Bernie Sanders in Hyde Park

Democratic presidential candidate, Sen. Bernie Sanders (I-VT), visited his alma mater, University of Chicago (U. of C.), Monday morning as part of the university’s Institute of Politics Road to 2016 series. – Zane Maxwell, U. of C. Institute of Politics
Democratic presidential candidate, Sen. Bernie Sanders (I-VT)

– Zane Maxwell, U. of C. Institute of Politics

By ALLISON MATYUS
Staff Writer

Democratic presidential candidate, Sen.

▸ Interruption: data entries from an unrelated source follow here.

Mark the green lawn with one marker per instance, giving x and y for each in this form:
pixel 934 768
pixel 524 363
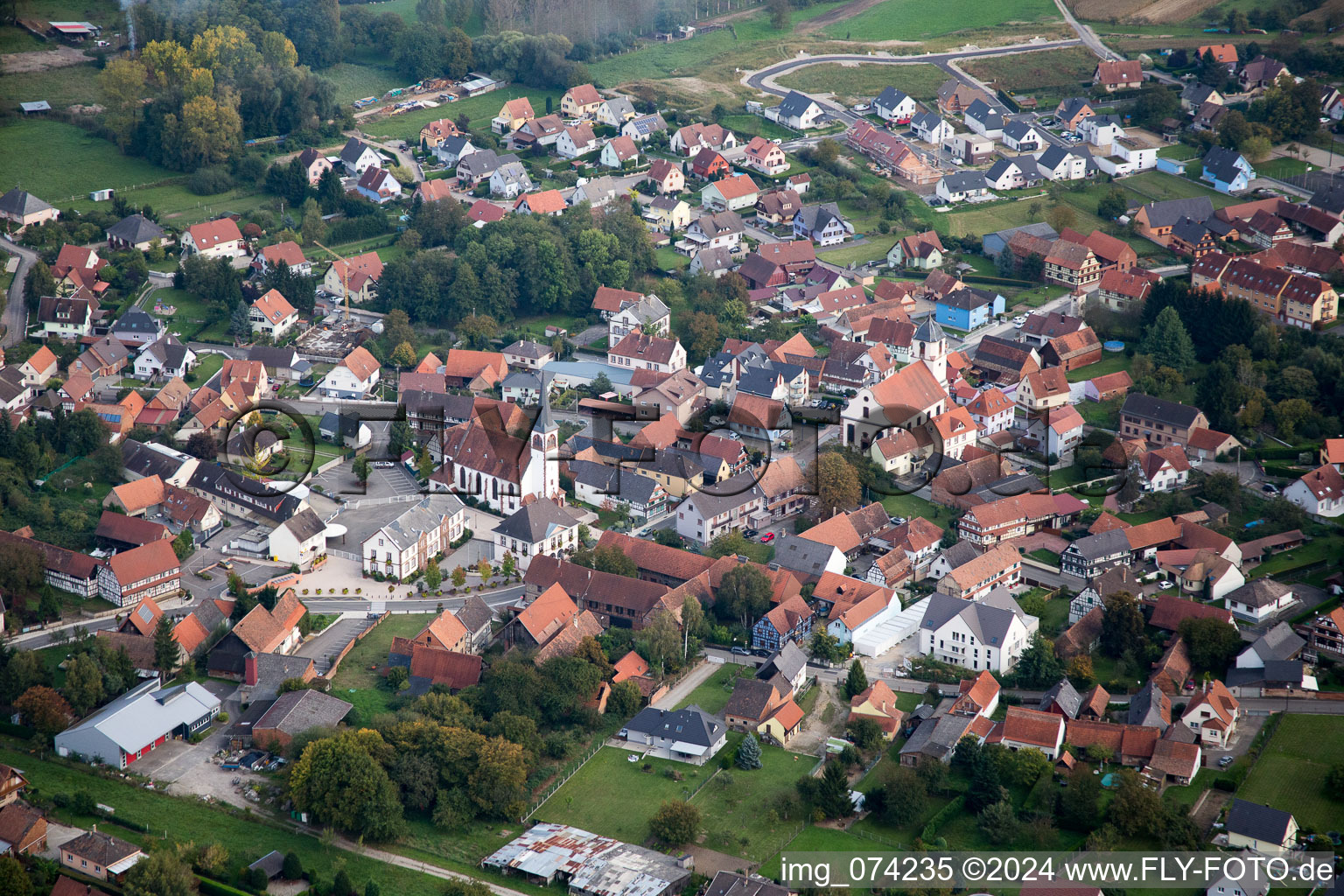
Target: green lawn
pixel 1314 551
pixel 1048 75
pixel 355 80
pixel 1281 168
pixel 185 820
pixel 732 803
pixel 913 506
pixel 1292 767
pixel 689 58
pixel 358 680
pixel 817 840
pixel 874 248
pixel 1110 363
pixel 920 80
pixel 479 109
pixel 712 693
pixel 917 20
pixel 72 161
pixel 60 88
pixel 669 258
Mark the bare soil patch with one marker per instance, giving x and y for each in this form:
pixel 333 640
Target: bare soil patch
pixel 15 63
pixel 1170 11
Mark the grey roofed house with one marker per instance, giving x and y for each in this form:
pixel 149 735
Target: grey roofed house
pixel 1196 94
pixel 168 351
pixel 752 699
pixel 617 452
pixel 213 481
pixel 304 526
pixel 1280 642
pixel 794 103
pixel 787 662
pixel 960 554
pixel 527 348
pixel 1073 105
pixel 272 863
pixel 1328 199
pixel 937 738
pixel 620 107
pixel 927 120
pixel 273 669
pixel 714 260
pixel 298 710
pixel 1276 673
pixel 138 718
pixel 1167 213
pixel 137 321
pixel 522 381
pixel 727 494
pixel 648 124
pixel 995 242
pixel 351 152
pixel 890 98
pixel 145 461
pixel 1066 696
pixel 20 202
pixel 1054 155
pixel 988 620
pixel 275 356
pixel 1102 544
pixel 339 426
pixel 405 528
pixel 1258 592
pixel 802 555
pixel 621 484
pixel 536 522
pixel 1011 485
pixel 1150 707
pixel 967 298
pixel 474 614
pixel 985 115
pixel 727 883
pixel 691 725
pixel 136 228
pixel 817 216
pixel 1190 230
pixel 962 182
pixel 1160 410
pixel 1258 822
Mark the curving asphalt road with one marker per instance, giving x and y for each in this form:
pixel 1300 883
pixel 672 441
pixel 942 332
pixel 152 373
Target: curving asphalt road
pixel 15 312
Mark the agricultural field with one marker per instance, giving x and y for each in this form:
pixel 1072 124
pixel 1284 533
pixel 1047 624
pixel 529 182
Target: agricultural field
pixel 920 80
pixel 1050 75
pixel 355 80
pixel 730 802
pixel 920 20
pixel 62 88
pixel 356 682
pixel 1291 768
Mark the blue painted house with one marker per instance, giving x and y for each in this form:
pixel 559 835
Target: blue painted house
pixel 967 308
pixel 1228 171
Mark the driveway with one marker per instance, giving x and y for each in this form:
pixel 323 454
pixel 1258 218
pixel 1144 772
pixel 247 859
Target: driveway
pixel 15 312
pixel 332 641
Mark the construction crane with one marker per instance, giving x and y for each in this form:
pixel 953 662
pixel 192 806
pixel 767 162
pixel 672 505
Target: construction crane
pixel 344 276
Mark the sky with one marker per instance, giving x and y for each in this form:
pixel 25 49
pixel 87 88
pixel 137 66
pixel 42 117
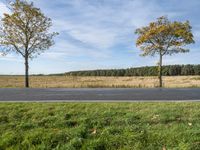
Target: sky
pixel 99 34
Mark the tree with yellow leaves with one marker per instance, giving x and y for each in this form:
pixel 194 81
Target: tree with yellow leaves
pixel 164 37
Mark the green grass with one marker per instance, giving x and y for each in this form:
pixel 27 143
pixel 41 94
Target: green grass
pixel 99 126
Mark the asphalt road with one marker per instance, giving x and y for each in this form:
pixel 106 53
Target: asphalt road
pixel 100 94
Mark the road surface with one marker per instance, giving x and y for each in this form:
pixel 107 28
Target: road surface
pixel 55 94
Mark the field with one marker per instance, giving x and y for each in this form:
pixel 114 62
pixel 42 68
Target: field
pixel 99 126
pixel 99 82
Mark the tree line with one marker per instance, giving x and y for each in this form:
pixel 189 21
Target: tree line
pixel 169 70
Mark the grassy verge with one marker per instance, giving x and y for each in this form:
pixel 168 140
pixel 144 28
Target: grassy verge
pixel 100 126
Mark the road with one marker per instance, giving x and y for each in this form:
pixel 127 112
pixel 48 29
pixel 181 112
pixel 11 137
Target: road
pixel 55 94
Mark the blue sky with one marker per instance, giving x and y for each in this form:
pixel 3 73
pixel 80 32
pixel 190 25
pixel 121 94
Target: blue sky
pixel 99 34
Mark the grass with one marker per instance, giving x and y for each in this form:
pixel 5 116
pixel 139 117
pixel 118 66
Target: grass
pixel 99 126
pixel 99 82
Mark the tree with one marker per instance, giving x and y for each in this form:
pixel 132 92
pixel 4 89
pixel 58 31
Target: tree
pixel 164 38
pixel 26 32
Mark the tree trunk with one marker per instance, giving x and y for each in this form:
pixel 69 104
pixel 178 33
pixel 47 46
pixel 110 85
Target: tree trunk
pixel 26 73
pixel 160 71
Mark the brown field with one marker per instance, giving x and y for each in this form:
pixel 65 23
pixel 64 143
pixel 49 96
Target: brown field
pixel 98 82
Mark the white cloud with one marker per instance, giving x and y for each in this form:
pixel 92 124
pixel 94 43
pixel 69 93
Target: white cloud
pixel 3 9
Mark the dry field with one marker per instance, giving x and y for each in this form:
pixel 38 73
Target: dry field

Bernie Sanders (I-VT), visited his alma mater, University of Chicago (U. of C.), Monday morning as part of the university’s Institute of Politics Road to 2016 series.

Sanders, who graduated from U. of C. in 1964, returned to a packed house, full of mostly U. of C. students motivated by Sanders’ words of changing this country.

“Believe today that change never takes place from the top down; it always takes place from the bottom up,” Sanders said. “That takes place when people determine that the world they see in front of them is not the world it should be.”

Sanders also spoke a little about his time on the South Side as a college student, and how the Civil Rights Movement and Peace Movement of the ‘60s shaped who he is as a person and a politician today.

“I think about coming here as a young man from a family who did not have a lot of money, and that transition,” he said.

He also said that he learned about Democratic socialism here in Chicago. In 1963, Sanders worked on a re-election campaign for Ald. Leon Despres, who was independent just as Sanders is today.

Sanders spoke at the Rockefeller Chapel, 5850 S. Woodlawn Ave., just blocks from President Barack Obama’s house, aiding to the fact that the South Side of Chicago is a hub for political reform and change.

The presidential candidate spoke of the past and made comparisons to then and now, saying, “While we have made significant changes, there are major issues that affect us today.”

He touched on several of his left-sided political agendas, including women’s rights, poverty, sexual and racial equality, the environment and the economy. Towards the end of the event, he opened the floor to audience members who asked him questions on his views and how he plans to change the political climate.

Monday’s event was open to the public, but an overwhelming majority of the crowd was young people or college students that came out in droves to see a politician speak. While young people often have the stereotype of not caring about politics, Sanders’ crowds prove time and time again that they are, in fact, starting to care.

“I would hope that all of you are prepared to think big, not small,” Sanders said. “We can accomplish all of this and more, but we will not accomplish that if 80 percent of young people don’t vote.”